Take a look at the portion of this September 17th, 1985, press conference, starting at the 21 minute, 35 second mark. (HT Bryan Riley) Compare Reagan’s understanding of trade and trade-balance issues to the “understanding” possessed by the current resident of the White House. There is no comparison. Reagan’s understanding of economics was far superior to that of Trump. (Trump’s “understanding” of economics is, I’m aware, an exceptionally low standard. I do not here mean to damn Reagan with faint praise.)
Here’s the transcript from the relevant part of that long-ago press conference:
Q. For the first time in 70 years, we have become a deficit nation—since 1914. Does this disturb you? Throughout your political life, you have decried deficit spending and our secondary posture in the world of trade. Do you have a solution for this?
The President. You used the word “deficit”; you mean our trade imbalance?
Q. Yes, the fact that we have become a debtor nation for the first time since 1914.
The President. Are we? I think this false impression that’s being given that a trade imbalance means debtor nation. This isn’t our government that is expending more than it is for imports than it is getting back in exports. These are the people of our country and the businesses and the corporations and the individual entrepreneurs.

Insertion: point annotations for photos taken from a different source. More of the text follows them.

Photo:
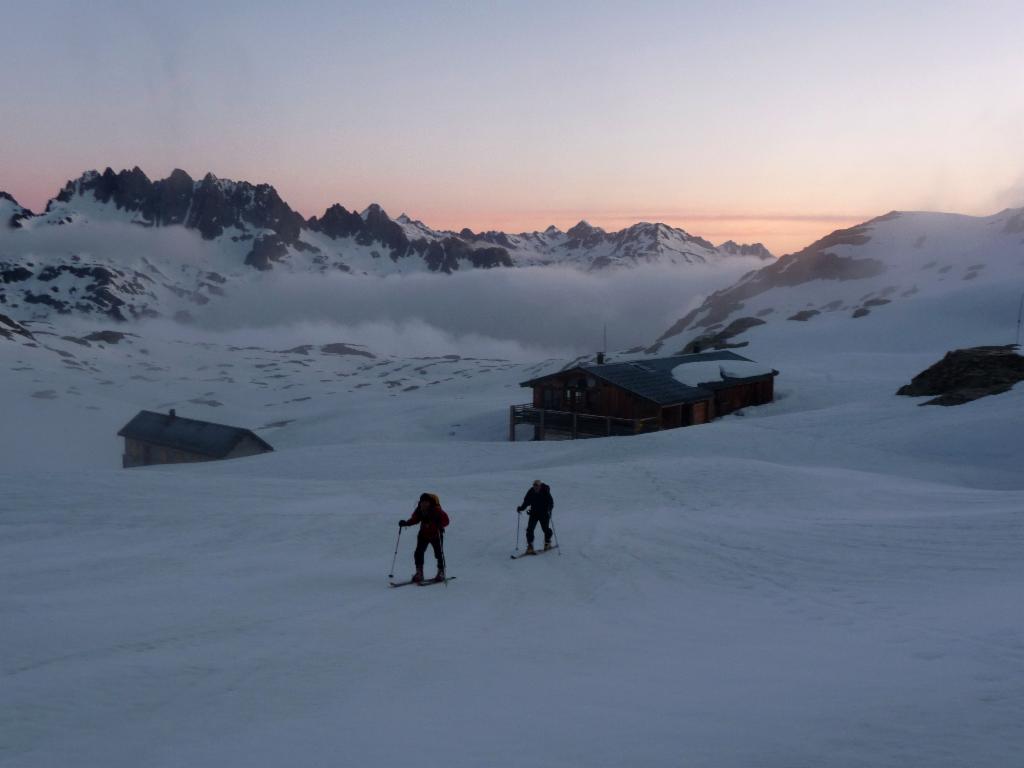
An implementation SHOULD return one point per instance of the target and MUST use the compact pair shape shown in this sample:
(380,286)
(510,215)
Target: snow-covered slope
(833,580)
(939,263)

On one hand, the American people are buying more than the American people are selling. Incidentally, those figures of export and import have some failings in them, some weak spots. They don’t include on exports anything that we’re getting back for services. There’s a lot of technical things I won’t get into, because they get too complicated here, about the difference in the two figures.
But let me point something out about this. The deficit that I’m concerned about, that is the most important, and that can be the biggest problem for us and that must be solved, is the deficit in Federal spending-here, our domestic spending. This is the threat to everything that we hold dear.
But the trade imbalance—from 1890—or 1790 to 1875, this country, all that 85 years, ran a trade imbalance. And in those years, we were becoming the great economic power that we are in the world today. Now, we come up to the present. And in the last 33 months, we have seen more than 8 million new jobs created.
Yes, we’ve lost since 1979 1.6 million jobs in manufacturing, but we’ve added 9 million new jobs in travel and service industries. We’ve had this great recovery; we’ve brought inflation down; the interest rate is coming down—all of these things that we want.
This recovery, the greatest one we’ve known in decades, has been done with this same trade imbalance. Now, in the 1930’s, in that depression that I mentioned earlier in my remarks, in that depression, 25-percent unemployment—the worst depression the world has ever known—we had a trade surplus every one of those 10 years until World War II ended the depression.
So, I think this has been exaggerated, and it isn’t a case of us being a debtor nation.
Another thing we don’t count is that from abroad, that is not counted in our export figures are the billions of dollars of foreign capital that has been invested in the United States, invested in our private industries, invested in our government bonds, if you will, things of this kind, because we are the best and safest investment in the world today.
(Note: I think that Reagan made a slight mistake when he spoke about the 1930s. By my calculation, in only nine of those ten years – not in each of the ten years – did the U.S. run a trade surplus. A slight trade deficit was run in 1936. Overall, though, the Greatly Depressed 1930s were a time of U.S. trade surpluses: in 102 of the 120 months of the 1930s the U.S. ran monthly trade surpluses.)